The solution (a) $\mathbf{y}\left(\mathbf{1}\right)=\mathbf{1},\mathbf{y}\text{'}\left(\mathbf{1}\right)=-\mathbf{2}$matches the given curve.

Step-by-step solution

Step 1:Definition of differential equation

Differential Equation is defined as the equation that consists of the derivatives of one or more dependent functions in respect to one or more independent functions.
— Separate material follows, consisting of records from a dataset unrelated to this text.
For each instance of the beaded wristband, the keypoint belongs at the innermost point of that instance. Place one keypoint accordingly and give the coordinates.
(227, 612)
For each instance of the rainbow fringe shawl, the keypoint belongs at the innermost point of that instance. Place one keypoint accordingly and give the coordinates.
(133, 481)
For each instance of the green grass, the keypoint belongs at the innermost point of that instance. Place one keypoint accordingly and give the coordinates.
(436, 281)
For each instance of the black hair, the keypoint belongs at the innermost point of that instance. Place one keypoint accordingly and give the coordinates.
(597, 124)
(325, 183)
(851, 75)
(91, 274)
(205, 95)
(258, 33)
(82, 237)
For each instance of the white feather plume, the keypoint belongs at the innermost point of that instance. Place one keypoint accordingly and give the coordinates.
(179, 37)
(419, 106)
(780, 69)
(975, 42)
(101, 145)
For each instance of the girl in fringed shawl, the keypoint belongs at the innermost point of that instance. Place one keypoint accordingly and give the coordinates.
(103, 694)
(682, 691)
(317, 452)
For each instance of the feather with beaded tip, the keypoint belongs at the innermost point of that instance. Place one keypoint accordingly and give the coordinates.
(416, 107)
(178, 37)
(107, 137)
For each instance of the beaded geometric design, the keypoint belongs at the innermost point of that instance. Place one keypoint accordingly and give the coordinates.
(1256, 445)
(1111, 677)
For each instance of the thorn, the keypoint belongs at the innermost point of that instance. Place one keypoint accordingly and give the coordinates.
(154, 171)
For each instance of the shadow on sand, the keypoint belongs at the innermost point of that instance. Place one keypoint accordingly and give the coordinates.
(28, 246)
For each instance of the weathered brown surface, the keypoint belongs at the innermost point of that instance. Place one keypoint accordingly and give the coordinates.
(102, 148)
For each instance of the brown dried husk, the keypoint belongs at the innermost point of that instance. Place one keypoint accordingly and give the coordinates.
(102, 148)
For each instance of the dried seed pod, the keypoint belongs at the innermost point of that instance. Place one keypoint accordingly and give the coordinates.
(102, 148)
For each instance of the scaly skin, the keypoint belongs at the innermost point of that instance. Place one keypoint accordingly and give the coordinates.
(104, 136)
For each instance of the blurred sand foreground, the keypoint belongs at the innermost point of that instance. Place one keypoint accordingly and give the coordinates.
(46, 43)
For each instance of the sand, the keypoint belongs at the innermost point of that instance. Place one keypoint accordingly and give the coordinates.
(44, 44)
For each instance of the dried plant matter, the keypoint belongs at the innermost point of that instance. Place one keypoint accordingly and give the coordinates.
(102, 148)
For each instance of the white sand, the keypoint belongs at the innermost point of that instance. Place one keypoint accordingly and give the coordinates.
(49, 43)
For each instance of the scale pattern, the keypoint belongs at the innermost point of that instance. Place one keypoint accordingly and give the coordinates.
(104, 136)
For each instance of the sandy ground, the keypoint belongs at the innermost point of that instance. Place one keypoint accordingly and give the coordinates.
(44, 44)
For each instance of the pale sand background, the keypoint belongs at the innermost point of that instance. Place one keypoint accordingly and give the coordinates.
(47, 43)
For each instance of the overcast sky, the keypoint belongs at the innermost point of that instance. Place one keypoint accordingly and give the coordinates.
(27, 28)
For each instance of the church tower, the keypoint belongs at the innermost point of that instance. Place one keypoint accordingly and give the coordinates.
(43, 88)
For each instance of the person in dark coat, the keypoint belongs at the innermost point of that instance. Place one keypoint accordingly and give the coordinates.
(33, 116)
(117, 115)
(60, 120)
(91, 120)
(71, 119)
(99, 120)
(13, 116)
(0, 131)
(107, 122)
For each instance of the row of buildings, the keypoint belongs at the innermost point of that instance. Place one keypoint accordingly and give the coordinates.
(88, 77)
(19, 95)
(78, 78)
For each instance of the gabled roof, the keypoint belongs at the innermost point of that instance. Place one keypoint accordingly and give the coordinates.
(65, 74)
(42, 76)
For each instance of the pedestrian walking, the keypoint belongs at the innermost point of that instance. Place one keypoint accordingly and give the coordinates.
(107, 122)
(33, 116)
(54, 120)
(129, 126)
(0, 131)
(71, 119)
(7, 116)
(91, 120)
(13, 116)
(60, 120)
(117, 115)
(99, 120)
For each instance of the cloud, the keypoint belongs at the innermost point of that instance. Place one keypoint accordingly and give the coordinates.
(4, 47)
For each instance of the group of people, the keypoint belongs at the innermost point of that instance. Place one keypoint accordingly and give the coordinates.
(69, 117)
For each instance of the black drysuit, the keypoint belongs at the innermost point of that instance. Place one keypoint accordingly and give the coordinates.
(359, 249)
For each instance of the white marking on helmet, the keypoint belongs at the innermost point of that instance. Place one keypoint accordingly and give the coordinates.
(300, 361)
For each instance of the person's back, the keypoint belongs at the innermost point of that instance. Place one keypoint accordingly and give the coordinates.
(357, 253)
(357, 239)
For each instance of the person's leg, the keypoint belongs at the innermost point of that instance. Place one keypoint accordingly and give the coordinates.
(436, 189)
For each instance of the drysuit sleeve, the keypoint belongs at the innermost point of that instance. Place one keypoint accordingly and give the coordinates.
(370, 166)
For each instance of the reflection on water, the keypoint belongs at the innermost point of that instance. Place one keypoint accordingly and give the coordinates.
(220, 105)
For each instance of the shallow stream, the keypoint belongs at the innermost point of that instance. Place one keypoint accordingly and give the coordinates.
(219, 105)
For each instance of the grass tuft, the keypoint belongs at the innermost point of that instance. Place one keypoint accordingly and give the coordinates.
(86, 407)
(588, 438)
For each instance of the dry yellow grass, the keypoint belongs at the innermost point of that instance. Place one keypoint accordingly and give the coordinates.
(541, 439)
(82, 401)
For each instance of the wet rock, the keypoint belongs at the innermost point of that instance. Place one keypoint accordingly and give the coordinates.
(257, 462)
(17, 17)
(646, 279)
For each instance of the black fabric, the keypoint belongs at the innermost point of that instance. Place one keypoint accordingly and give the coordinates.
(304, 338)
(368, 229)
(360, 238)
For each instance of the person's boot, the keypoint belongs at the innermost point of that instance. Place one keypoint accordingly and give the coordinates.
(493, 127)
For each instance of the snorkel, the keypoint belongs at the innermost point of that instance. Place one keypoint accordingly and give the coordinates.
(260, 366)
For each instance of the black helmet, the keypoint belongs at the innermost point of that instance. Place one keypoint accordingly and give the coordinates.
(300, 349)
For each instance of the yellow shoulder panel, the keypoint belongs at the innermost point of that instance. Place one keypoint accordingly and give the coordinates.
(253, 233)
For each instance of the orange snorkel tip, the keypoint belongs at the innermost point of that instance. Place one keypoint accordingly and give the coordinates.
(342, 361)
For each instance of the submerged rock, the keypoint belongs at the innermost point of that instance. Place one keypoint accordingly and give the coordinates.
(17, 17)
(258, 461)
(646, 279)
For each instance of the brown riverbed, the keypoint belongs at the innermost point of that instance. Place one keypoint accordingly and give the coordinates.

Check the slope of the function

We see that the graph passes through $(1,1)$, which corresponds to the following condition.

$y\left(1\right)=1$

From graph ,$\mathbf{y}\text{'}\left(\mathbf{1}\right)$is negative.

It seems that the condition matches either (a) or (c) since$y\left(1\right)=1$. We check the slope of the function at $x=1$, which is negative.

From (a),$\mathbf{y}\text{'}\left(\mathbf{1}\right)=-\mathbf{2}$.

From (c),$\mathbf{y}\text{'}\left(\mathbf{1}\right)=\mathbf{2}$.

We check the slope given in (a) and (c). We see that only (a) gives information of negative slope.

Therefore, the solution (a)$\mathbf{y}\left(\mathbf{1}\right)=\mathbf{1},\mathbf{y}\text{'}\left(\mathbf{1}\right)=-\mathbf{2}$ matches the given curve.